António, que já vivia desgostoso, aceitou a proposta do amigo. O dinheiro também lhe fazia jeito pois precisava de comprar umas cabras ao vizinho e ainda ficaria com alguns trocados na algibeira. 

Os espinhos da demora cravavam-se na cabeça dia após dia, pois a cor do dinheiro não era vista. Os pedidos constantes do pagamento eram o azedume da relação que se tornou cada vez mais amarga. 

José acabou por falecer, sem nunca ter saldado os trezentos escudos que lhe devia. Se pobre vivia, pobre continuou a viver, perdoando quem já se tinha ido. 

Numa noite de tempestade, o Tio Jacinto rezava à Santa Bárbara, deitado no seu colchão de palha. Viúvo, com os filhos no estrangeiro, arrecadava os tostões que estes, de vez em quando, lhe enviavam aconchegados em breves palavras. 
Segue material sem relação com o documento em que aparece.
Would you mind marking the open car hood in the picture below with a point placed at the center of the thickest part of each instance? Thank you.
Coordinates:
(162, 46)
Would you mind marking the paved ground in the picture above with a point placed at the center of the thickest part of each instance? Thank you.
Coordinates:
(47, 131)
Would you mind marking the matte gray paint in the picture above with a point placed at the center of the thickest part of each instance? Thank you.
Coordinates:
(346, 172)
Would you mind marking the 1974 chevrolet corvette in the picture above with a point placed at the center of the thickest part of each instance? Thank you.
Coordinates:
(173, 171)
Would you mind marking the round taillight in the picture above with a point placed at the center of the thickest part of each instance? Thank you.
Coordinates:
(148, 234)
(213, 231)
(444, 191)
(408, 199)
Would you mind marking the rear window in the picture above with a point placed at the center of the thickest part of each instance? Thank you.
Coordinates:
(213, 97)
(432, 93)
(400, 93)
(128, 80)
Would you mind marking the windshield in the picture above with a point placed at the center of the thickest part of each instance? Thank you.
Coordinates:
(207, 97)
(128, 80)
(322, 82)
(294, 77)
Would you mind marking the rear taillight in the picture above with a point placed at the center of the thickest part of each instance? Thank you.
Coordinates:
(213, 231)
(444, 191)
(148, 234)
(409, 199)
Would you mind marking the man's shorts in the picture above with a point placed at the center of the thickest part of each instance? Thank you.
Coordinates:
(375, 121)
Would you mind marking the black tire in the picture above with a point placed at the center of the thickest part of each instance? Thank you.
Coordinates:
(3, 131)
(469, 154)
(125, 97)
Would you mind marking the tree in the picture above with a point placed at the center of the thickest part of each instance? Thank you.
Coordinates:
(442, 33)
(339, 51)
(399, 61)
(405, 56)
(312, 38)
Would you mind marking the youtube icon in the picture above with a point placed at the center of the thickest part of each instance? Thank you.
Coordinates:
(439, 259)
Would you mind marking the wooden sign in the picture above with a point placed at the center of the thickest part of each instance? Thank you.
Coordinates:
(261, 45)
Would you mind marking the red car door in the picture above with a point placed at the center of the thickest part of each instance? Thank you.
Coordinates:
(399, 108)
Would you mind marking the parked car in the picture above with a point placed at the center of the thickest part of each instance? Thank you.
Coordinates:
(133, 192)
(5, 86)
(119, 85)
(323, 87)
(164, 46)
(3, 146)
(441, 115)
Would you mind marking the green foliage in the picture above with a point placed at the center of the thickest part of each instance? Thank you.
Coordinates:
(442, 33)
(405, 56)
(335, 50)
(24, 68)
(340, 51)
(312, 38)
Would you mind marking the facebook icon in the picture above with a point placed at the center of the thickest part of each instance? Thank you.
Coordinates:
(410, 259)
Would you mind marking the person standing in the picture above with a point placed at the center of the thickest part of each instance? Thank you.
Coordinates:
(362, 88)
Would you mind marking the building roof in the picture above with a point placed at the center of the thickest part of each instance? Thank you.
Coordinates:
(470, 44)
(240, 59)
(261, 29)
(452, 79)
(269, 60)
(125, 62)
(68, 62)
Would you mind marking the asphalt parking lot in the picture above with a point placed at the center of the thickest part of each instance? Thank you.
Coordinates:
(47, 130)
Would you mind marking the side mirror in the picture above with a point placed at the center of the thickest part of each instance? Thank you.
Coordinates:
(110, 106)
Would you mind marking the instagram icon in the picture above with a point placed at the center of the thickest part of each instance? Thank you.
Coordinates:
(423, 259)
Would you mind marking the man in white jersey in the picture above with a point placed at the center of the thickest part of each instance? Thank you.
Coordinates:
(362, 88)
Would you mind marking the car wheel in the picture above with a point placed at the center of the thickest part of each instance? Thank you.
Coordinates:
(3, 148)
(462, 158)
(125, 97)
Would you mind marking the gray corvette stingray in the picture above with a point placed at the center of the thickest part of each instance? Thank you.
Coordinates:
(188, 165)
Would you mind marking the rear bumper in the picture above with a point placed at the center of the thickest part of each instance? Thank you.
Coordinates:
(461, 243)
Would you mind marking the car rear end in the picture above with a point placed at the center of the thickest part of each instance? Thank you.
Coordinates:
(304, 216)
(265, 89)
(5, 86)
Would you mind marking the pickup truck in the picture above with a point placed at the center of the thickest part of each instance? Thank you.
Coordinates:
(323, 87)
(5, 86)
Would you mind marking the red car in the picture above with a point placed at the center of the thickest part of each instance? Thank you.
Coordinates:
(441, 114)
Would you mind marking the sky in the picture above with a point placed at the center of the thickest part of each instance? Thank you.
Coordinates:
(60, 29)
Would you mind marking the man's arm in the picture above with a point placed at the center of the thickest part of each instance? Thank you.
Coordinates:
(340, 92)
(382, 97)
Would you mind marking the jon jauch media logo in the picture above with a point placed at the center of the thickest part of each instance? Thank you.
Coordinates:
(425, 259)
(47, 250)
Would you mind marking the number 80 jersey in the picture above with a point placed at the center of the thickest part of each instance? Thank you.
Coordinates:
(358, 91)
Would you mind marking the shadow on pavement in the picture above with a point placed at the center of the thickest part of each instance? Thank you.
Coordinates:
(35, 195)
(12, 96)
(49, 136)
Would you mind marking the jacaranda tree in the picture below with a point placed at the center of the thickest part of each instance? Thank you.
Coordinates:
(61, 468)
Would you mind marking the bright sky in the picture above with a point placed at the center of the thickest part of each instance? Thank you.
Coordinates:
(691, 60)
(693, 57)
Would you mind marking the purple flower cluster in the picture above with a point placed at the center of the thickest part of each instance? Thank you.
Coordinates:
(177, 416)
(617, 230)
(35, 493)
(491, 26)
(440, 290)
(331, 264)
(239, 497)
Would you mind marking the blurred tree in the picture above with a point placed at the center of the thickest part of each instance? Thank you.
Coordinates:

Não sabia ao certo, qual o valor que tinha num buraco da parede, mas, olhando aos anos que não via os filhos, talvez fosse o preço de uma vaca, ou duas. 

Nessa noite, os trovões faziam tremer o colmo do telhado, os relâmpagos iluminavam o negrume das paredes, e a chuva caía para um balde de esmalte posto no chão do quarto. 

Os pratos e as malgas caiam sem ficarem em cacos.  

Os copos e as jarras tombavam sem estilhaçar.  

As portas abriam e fechavam sem existirem. 

As campainhas das vacas chocalhavam sem as ter...enfim, sons incompreendidos ruíam na solidão das trevas.  

Tio Jacinto, homem temente a Deus, mas, mais ainda ao Demo, apertou um crucifixo de madeira e disse: 

-Quem anda aí?  

O que queres da minha alma?  

Sai da minha pobre casa e vai atentar a tua família, seu demónio!  

Uma voz trémula e rouca fez-se ouvir, vindo de um corpo sem corpo.  

-Eu sou o teu compadre José. Venho pedir-te que me cumpras uma promessa. Vai a casa do António e dá-lhe trezentos escudos que eu lhe fiquei a dever. Nunca lhe paguei o carro que o Tio Amílcar deixou para ambos. 

-Vai pedir aos teus, alma do diabo! Eu não tenho essa quantia. 

-Eu já tentei, mas eles não têm a morada aberta como tu e não consigo entrar neles. Tens que ser tu, compadre, a fazer-me esse favor. Caso o não faças eu nunca terei sossego, pois as portas do purgatório não se abrirão para mim, mas tu, cá na terra, não o terás também. 

-Continuou a fazer-se ouvir aquela voz vinda de um ser invisível. 

-Vai-te embora.  

Some daqui.  

Vai-te, alma penada.  

Eu amanhã, irei levar o dinheiro ao José.  

Agora, deixa-me na paz do Altíssimo e nunca mais me apareças. Renego-te, se aqui voltares. 

Logo ao amanhecer, o bom homem foi ao buraco da parede e retirou todo o dinheiro que lá tinha. Dirigiu-se a casa do José e entregou-lho dizendo: 

-Toma, é teu. Muito ou pouco, é tudo que tenho. Entrego-te todo o amor dos meus filhos. Fica com ele. Que te faça bom proveito.  

Com a cabeça baixa, lavando o chão com as lágrimas, regressou a casa. Sentou-se, debruçou-se em cima de uma mesa com uma toalha cheia de caruncho, segurou o peso do corpo com as mãos geladas e deixou-se cair. 

Nunca mais se levantou.  

Foi erguido em braços dentro de um caixão para a sua derradeira morada.  

A ele, as portas do céu abriram-se de par em par e S. Pedro encaminhou-o para a eternidade.  

Lá, vive com Deus e com os Anjos, talvez, olhando das alturas, aquele carro que tanto mal causou e continua à espera de uma lareira acesa, para se tornar pó.